Step 8: Make Your Decision (Consistently)
Once you have all the data — credit report, income verification, landlord references, background check — compare it to your written criteria from Step 1.
- Applicant meets all criteria: Approve and move to lease signing.
- Applicant falls short on one item: Decide based on your written policy. Some landlords allow one "weak spot" if everything else is strong. Others don't. Whatever you decide, apply it consistently.
- Applicant fails multiple criteria: Deny and provide an adverse action notice (required if you used a credit report in your decision).
Adverse action notice
If you deny an applicant based partly on a credit report, the Fair Credit Reporting Act requires you to send an adverse action notice that includes:
- The name and contact info of the screening company
- A statement that the screening company didn't make the decision
- Notice of the applicant's right to dispute the report
Most screening services provide a template. Use it.
Fair Housing: What You Can't Consider
Federal fair housing law prohibits discrimination based on race, color, national origin, religion, sex, familial status, and disability. Many states and cities add additional protected classes (sexual orientation, gender identity, source of income, age, marital status).
This means:
- You can't reject families with children (with limited exceptions for senior housing).
- You can't ask about disability, religion, or national origin.
- You can't have different criteria for different groups.
- You can't use "gut feeling" as a screening criterion — it's often unconscious bias.
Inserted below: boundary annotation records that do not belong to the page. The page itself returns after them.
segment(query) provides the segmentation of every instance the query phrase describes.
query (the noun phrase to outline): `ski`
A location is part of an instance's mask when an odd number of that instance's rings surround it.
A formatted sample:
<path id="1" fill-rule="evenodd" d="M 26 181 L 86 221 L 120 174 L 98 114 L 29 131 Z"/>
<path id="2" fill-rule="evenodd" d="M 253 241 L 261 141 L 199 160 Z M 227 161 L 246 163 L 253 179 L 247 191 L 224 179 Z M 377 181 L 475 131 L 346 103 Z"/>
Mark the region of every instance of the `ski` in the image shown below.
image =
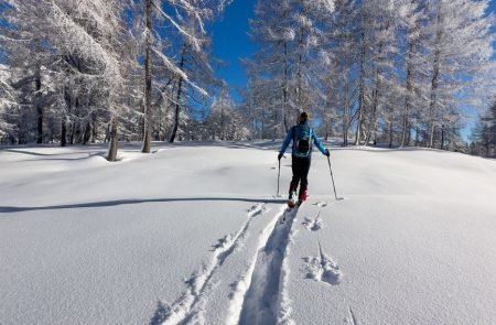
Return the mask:
<path id="1" fill-rule="evenodd" d="M 284 214 L 282 215 L 282 218 L 281 218 L 281 224 L 284 224 L 284 223 L 285 223 L 285 216 L 287 216 L 287 214 L 291 213 L 293 209 L 300 208 L 300 206 L 301 206 L 302 204 L 303 204 L 303 201 L 296 201 L 295 203 L 293 203 L 292 206 L 290 206 L 289 203 L 288 203 L 288 207 L 285 208 L 285 212 L 284 212 Z"/>

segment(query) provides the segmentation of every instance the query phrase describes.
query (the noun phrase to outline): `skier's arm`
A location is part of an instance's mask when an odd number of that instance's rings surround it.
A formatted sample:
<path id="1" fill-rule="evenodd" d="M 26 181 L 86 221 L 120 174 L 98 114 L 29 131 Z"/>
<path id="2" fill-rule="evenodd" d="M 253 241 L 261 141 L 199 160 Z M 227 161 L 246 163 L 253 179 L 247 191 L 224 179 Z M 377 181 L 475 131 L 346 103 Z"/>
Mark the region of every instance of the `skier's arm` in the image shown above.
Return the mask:
<path id="1" fill-rule="evenodd" d="M 313 143 L 315 143 L 316 148 L 322 152 L 322 154 L 327 155 L 327 149 L 322 145 L 321 141 L 319 141 L 319 138 L 316 137 L 315 132 L 312 129 L 312 136 L 313 136 Z"/>
<path id="2" fill-rule="evenodd" d="M 280 154 L 284 154 L 285 150 L 288 149 L 288 145 L 290 144 L 291 140 L 293 139 L 293 130 L 294 128 L 291 128 L 288 132 L 288 136 L 285 136 L 284 141 L 282 142 L 281 151 L 279 151 Z"/>

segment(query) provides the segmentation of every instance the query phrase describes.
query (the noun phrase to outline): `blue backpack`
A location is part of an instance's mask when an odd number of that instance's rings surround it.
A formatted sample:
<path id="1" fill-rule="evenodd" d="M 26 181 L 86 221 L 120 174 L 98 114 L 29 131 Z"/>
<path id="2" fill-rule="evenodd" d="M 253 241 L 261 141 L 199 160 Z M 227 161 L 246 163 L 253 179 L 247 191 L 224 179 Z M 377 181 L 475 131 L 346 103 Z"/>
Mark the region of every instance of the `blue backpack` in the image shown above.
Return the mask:
<path id="1" fill-rule="evenodd" d="M 298 124 L 293 130 L 293 155 L 308 158 L 312 152 L 312 129 L 309 124 Z"/>

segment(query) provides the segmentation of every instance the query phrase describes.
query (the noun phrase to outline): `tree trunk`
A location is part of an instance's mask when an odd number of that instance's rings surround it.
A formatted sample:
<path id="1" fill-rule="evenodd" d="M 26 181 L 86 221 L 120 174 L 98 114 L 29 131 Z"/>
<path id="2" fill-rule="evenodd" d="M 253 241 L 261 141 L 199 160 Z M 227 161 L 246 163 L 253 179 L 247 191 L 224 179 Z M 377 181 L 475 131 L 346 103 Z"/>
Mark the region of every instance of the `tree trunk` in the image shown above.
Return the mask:
<path id="1" fill-rule="evenodd" d="M 360 78 L 360 80 L 359 80 L 359 97 L 358 97 L 358 121 L 356 124 L 355 145 L 360 144 L 362 123 L 363 123 L 363 118 L 364 118 L 364 106 L 365 106 L 365 31 L 362 31 L 360 76 L 359 76 L 359 78 Z"/>
<path id="2" fill-rule="evenodd" d="M 441 6 L 441 4 L 440 4 Z M 429 139 L 429 148 L 433 148 L 434 145 L 434 123 L 435 123 L 435 105 L 438 98 L 438 87 L 439 87 L 439 75 L 440 75 L 440 59 L 441 59 L 441 50 L 439 48 L 439 44 L 441 42 L 441 37 L 443 35 L 441 24 L 441 13 L 438 14 L 438 32 L 435 35 L 435 52 L 434 52 L 434 63 L 433 63 L 433 75 L 431 80 L 431 101 L 429 104 L 429 115 L 430 115 L 430 129 L 431 134 Z"/>
<path id="3" fill-rule="evenodd" d="M 151 111 L 151 47 L 152 47 L 152 0 L 144 1 L 144 12 L 147 19 L 147 36 L 144 53 L 144 139 L 142 153 L 150 153 L 151 131 L 152 131 L 152 111 Z"/>
<path id="4" fill-rule="evenodd" d="M 65 147 L 66 144 L 67 144 L 67 124 L 65 117 L 63 117 L 61 126 L 61 147 Z"/>
<path id="5" fill-rule="evenodd" d="M 34 106 L 36 108 L 37 115 L 37 139 L 36 143 L 43 143 L 43 106 L 41 105 L 41 67 L 40 64 L 36 66 L 35 79 L 35 96 L 34 96 Z"/>
<path id="6" fill-rule="evenodd" d="M 116 161 L 117 160 L 117 149 L 119 145 L 119 139 L 118 139 L 118 122 L 117 122 L 117 117 L 112 117 L 112 120 L 110 122 L 111 124 L 111 129 L 110 129 L 110 145 L 108 149 L 108 154 L 107 154 L 107 160 L 108 161 Z"/>
<path id="7" fill-rule="evenodd" d="M 183 51 L 181 53 L 181 63 L 180 63 L 180 69 L 184 71 L 184 59 L 185 59 L 185 51 L 186 51 L 186 44 L 183 45 Z M 171 139 L 169 139 L 169 142 L 173 143 L 175 140 L 175 137 L 177 134 L 179 123 L 180 123 L 180 115 L 181 115 L 181 95 L 183 90 L 183 78 L 180 77 L 179 85 L 177 85 L 177 94 L 175 97 L 175 116 L 174 116 L 174 128 L 172 129 Z"/>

The best protection: written criteria, applied consistently, documented every time. For a comprehensive overview, see our fair housing guide for landlords.
Screening When You're Renting Rooms or Shared Housing
If you're renting individual rooms in a shared house, screening is even more important — and more nuanced. A bad roommate doesn't just affect your property; they affect the other tenants' quality of life, which leads to everyone leaving.
Additional considerations for shared housing:
- Compatibility matters. Work schedules, cleanliness standards, and noise tolerance can make or break a shared living situation.
- Individual leases are essential. Each roommate should have their own lease so one person's failure to pay doesn't affect the others. (This is exactly what Rentlane is built for — individual leases and per-person rent tracking for shared housing.)
- Screen every occupant. Even if one roommate is bringing in a friend to fill a room, that friend gets the same application and screening as anyone else.
A Quick Screening Checklist for Small Landlords
- ☐ Write screening criteria before listing the property
- ☐ Collect a complete rental application with screening authorization
- ☐ Charge an application fee to cover costs
- ☐ Run credit check (look beyond the score)
- ☐ Verify income (pay stubs, employer call, or tax returns)
- ☐ Call previous landlords (not just current)
- ☐ Run criminal background check (within legal limits)
- ☐ Check eviction history
- ☐ Compare results to written criteria
- ☐ Send adverse action notice if denying based on credit
- ☐ Document everything
The whole process takes 2-5 days per applicant. That's 2-5 days that can save you 6-12 months of headaches.